Planning your future is a lot like walking through your house in the middle of the night with the lights off—you hope you won’t crash into an ottoman or stub your toe on a dumbbell—all you need to do is take a piss, but the journey to the toilet is treacherous! How can we plan ahead when time will always keep rolling on and the world won’t stop for you—how can we plan when we have no control? Everything is so random and chaotic and dangerous. There is no reasonable way to predict the future, you can only prepare for it.
It is daunting, the future, the only Truth we have about what our lives will bring is that they will ultimately come to an end; and yet you cannot lose hope. The future is opportunity as much as it is demise. The candle will go out, but it’s not where you’re going, it’s how you get there.
We should all make plans, and then plan for them to change, and plan to make new plans when they do. Nothing is certain. Everything is transient and subject to the woes of the damned universe and its unyielding indifference to our needs. We ourselves will change, our passions will evolve and so will our priorities. The people and things that I love now, the things that I hold dear and put value in—will I feel the same way ten years from now? There’s no way to know. So we have to look inside of ourselves for personal truths. The things that we think and hope could possibly bring us a semblance of contentment about ourselves and about our endeavors. Our lives should be a livelong pursuit of self-understanding so that we can identify our needs and desires and strengths and weaknesses—when those unknown’s become known we can pave a road to fulfillment and happiness.
In a practical sense, we can plan things like a career to a certain extent, we can plan a family, plan a city we might like to live in. We can hope for the best and expect the worst. And then hope we will be pleasantly surprised.
Dreams of the future are allowed to be unreasonable, but they should not be unattainable. In the future, I plan to be a filmmaker, a director and/or cinematographer. How will I do that?
From what I know about the industry, the independent world and Hollywood machine alike, it takes three things: Talent, Hard work and Luck.
Robert Evans said “Luck is where preparation meets opportunity.” My opportunity hasn’t come yet, and I don’t know that it will—but if and when it does come—I intend to be ready.

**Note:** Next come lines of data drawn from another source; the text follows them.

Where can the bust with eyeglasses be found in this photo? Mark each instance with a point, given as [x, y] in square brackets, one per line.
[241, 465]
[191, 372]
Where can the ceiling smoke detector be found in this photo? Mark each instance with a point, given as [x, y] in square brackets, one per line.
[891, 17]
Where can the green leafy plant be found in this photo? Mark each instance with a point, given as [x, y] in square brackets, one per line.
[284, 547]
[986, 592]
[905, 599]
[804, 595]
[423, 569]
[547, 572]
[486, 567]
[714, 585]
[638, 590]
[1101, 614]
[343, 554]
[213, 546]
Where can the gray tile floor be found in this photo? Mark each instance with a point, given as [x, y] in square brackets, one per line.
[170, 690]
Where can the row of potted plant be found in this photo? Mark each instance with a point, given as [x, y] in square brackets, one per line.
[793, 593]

I have worked on just under 50 short films since the start of 2011. I have directed 8 projects, and specialized in camera and lighting on most of the others. I have developed a strong understanding of the technical components of the craft. I am confident that I can light any scene with the proper equipment and make it look good. Now that I have a solid base knowledge of filmmaking as a technician, I believe that I could find work as a grip, assistant camera operator or assistant production manager after a few years as a production assistant. But that is not my goal. That is not my future.
What I need to do is take the craft and find my “voice” or style. I know what I like in films, I have ideas about things, a sort of philosophy about how to approach it. But it is my belief that you cannot learn by watching or reading—you can only learn by doing. “Teacher is the best experience.”

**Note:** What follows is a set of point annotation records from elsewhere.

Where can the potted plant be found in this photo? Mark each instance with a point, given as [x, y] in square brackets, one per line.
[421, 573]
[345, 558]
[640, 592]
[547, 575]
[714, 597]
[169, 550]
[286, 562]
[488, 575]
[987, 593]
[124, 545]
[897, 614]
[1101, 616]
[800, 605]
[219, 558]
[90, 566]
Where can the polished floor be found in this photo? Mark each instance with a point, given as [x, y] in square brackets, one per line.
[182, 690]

I learn every time I direct a project, be it short film, commercial or music video. It has been said that it takes 30 or so bad movies before you can make a good one. My plan for now, is to continue working, learning and creating. Next summer I will produce and co-direct/DP (Director of Photography) a low budget feature length film to be shot in Milwaukee and the surrounding area, as well as in Duluth, Minnesota. I am currently in pre-production on a short in which I will work in the same roles that will be shot in the next two months, it is a prologue of sorts to the feature, it involves some of the same characters and exists in the same story world.
From that, we will try to raise money from independent financiers, family, friends and through crowd-funding. We will use the footage and other previous works as a sort of digital resume. We will harness our pitch and try to get others as excited about it as we are. Then we will make the film, try to raise more money for post-production and ultimately begin the gamut of film festival submissions. We are going to aim high—Sundance, Tribeca and Cannes—see what happens and move on from there to local festivals and smaller, less competitive ones. Our hope is that either someone somewhere will like the film enough to distribute it in some way. Once you have distribution, you have liquid credibility, and you can actually get paid to make something else.
That is my future for the next year and a half—I am very focused on my career at this point and do not want to think about serious relationships, children or even my future beyond the feature. I’m doing freelance film gigs as well as looking at advertising work upon graduation—but the feature is my life right now.
The odds say I should fail, but I won’t go out without a fight.